After Commencement, Hollenbeck moved to upstate New York, to begin her residency in family medicine at St. Joseph’s Hospital in Syracuse. “Patient-centered care is now fashionable, a buzzword,” she says. “But that’s how I got trained.” She learned to ask questions and to listen and look for the answers, spoken and unspoken. She loved the “dance of connection” with her patients, and the “wonderful intellectual puzzle” of diagnosis and treatment. “You can’t be too lazy to ask questions,” she says. “Sometimes that one question is the only one that matters.” After residency, marriage, and a stint in the Public Health Service, Hollenbeck returned to Massachusetts to help care for her father, who had been diagnosed with prostate cancer. When he died, she opened a solo private practice and “got swamped.” She felt duty bound to her patients— “The last person of the day needs as much out of you as the first person of the day,” she says—but it was a brutal introduction to the real world of primary care: the long hours, the paperwork, the tight scheduling. After the birth of her second child she switched gears to become associate director of the family medicine residency at the University of Massachusetts Medical School, “which I loved immediately,” she says.

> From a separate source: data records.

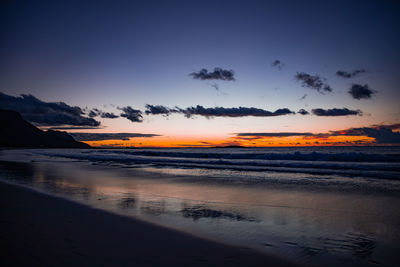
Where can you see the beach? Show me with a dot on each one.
(197, 207)
(43, 230)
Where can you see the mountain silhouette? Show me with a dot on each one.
(17, 132)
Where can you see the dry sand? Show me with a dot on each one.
(43, 230)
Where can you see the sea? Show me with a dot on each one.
(331, 206)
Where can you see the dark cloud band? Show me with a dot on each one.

Sexism in medicine was a regular theme; she was the first or only woman to hold many of the posts on her CV. “I got spoiled at Brown,” where 20 of the 60 members of her class and some of the faculty were women, she says. “I got to residency and it was a shock.” In 1979, she was the first female family medicine resident delegate to the Annual Congress of the American Academy of Family Physicians (of which she is now a fellow). While running her practice she was the only woman on the local hospital staff; later, at a clinic in Worcester, MA, where she started their family medicine department, she was the only female department head. Attitudes were slow to change; a hospital president once informed her that he didn’t like married women who kept their last names. With three young children at home, she struggled to find work-life balance—a challenge, she laments, that continues for female physicians to this day.